— Значит, ремонт начинали со второго этажа?
— Да. Там уже все готово. Эти две спальни — последние.
— И вы одна на всех готовили и прибирали? Трудновато приходилось?
— Конечно, не легко. Но мне дочка помогала. И хозяева по-простому ели, на кухне.
— Так-так, начинали с демократии… — Кинчев стремительно вернулся в прихожую и перешел к осмотру следующей спальни, еще незаконченной, без мебели и штор. — Значит, ваша бригада тут трудилась, когда Алину… Они громко стучат?
— Я бы не сказала. Мы привыкли. Чаще всего — тихо.
— Они разговаривают во время работы? Поют?
— Разговаривают, но не поют. Тимур маленькое радио с собой приносит, слушают.
— Что именно?
— Разные станции. Мне некогда к ним прислушиваться… Как-то раз слышала — Хит-FM.
— Что они за люди?
— Хорошие люди. Дети Виктора Ивановича в мою школу ходили. Давно уже. Их фамилия — Беда. Дочь — медалистка, сейчас — главный бухгалтер молокозавода. Сын спортсменом был, ему колено повредили на футболе, он нападающим был. Две операции делать пришлось.
— Значит, оправдалась фамилия?
— Что?
— Беда не обошла их?
Надя вздохнула. Она очень устала сегодня. Под глазами появились темные круги.
Кинчев легонько пнул стопку паркетных пачек, выглянул в окно, погладил веселую желтую стенку:
— А сюда мебель и гардины уже приобрели?
— Да, конечно. Мебель пока хранится в сарае, за гаражом. А шторы и покрывала — в шкафах в голубой спальне.
— Ну, двигаемся дальше.
Они снова прошли через холл и прихожую в Зеркальный зал. На минуту задержались. Кинчев поинтересовался:
— А тут ведь не паркет?
— Конечно, нет. Это мозаика. Старая. Тут не меняли.

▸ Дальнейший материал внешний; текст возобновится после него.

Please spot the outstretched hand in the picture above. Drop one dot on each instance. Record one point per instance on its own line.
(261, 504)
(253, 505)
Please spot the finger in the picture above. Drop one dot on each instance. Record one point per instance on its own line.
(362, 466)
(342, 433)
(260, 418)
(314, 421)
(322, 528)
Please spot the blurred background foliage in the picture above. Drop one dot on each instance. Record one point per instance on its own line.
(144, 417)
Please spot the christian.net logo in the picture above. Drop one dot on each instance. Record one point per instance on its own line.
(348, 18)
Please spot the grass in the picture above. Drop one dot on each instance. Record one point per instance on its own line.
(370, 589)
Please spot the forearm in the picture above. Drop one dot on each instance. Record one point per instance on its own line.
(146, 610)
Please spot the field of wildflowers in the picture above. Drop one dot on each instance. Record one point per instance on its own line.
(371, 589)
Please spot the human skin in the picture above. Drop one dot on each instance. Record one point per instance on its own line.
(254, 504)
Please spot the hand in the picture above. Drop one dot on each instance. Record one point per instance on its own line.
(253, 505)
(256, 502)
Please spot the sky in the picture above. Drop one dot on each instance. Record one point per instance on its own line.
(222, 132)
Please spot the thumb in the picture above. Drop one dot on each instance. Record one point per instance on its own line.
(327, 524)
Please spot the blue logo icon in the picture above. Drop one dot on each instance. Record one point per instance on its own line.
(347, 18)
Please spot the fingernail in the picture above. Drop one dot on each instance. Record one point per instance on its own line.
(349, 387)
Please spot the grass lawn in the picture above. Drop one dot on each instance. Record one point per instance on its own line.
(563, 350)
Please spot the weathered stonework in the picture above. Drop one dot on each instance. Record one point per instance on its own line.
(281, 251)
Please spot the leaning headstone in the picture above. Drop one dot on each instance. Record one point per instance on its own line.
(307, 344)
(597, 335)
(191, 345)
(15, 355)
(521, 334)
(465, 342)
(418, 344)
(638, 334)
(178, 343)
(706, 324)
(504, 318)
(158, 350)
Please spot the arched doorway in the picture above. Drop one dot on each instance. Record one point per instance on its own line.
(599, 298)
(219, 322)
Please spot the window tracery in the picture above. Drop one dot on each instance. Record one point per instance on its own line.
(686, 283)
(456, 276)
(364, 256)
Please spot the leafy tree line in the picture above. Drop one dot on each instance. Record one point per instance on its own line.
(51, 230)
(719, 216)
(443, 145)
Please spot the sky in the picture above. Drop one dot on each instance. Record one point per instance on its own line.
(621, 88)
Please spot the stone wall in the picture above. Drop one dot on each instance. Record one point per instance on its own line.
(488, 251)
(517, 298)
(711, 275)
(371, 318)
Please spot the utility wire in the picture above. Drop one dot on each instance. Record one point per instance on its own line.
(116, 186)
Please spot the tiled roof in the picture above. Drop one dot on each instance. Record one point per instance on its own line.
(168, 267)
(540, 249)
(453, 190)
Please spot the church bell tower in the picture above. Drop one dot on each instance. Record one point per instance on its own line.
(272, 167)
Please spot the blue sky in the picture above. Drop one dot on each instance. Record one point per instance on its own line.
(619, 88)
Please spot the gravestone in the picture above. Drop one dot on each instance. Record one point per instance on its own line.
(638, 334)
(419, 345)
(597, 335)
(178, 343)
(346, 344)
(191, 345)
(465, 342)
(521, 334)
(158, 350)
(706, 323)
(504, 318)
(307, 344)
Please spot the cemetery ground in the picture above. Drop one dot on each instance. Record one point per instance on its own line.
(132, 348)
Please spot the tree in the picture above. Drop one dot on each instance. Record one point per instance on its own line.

— Неплохо выглядит. И узор такой… сложный.
— Да, очень хорошо сохранилась.
— Так, справа у нас — кинозал, — следователь сам открыл дверь. — Где тут свет включается?
Надя последовала за ним и щелкнула выключателем. Вспыхнули направленные вверх плафоны-полусферы. Укрепленные на высоких кованых подставках, они возвышались бы и над человеком баскетбольного роста. Виктор задрал голову:
— Неплохо! А как вы туда лампочки вкручиваете?
— У нас специальная лесенка есть, — ответила незаметно появившаяся сзади Ярыжская. — И охранники — народ достаточно отважный, чтобы по ней взобраться.
Она сделала вечерний макияж и стала еще эффектнее. Особенно в странном, отраженном от зеркального потолка, свете. Закрытое черное платье украсила нитка крупного розового жемчуга. Разумеется, в ушках также розовели внушительных размеров перлы. Ольга Владимировна поправила прическу, над шеей, и показала свеженький маникюр, также перламутрово-закатный.
Кинозал был ультра-современным помещением в старом доме. Огромный экран, к которому вел ряд колонн-торшеров, придавал ему какой-то космический вид. Желто-оранжевые драпировки на окнах и таких же веселых оттенков ковер на полу делали этот вид несерьезно-фантастическим, действительно киношным. Расставленные фронтально и с тыла акустические системы — под красное дерево и с темно-серыми техническими панелями — привносили элемент неназойливого конструктивизма. Только пальма в огромной вазе с древнегреческим орнаментом да облицованный серым в прожилках мрамором камин напоминали здесь о почтенном возрасте особняка. Виктор и тут отодвинул в сторону решетку и, не боясь запачкать руки в золу, удостоверился, что живой огонь еще не касался дымохода.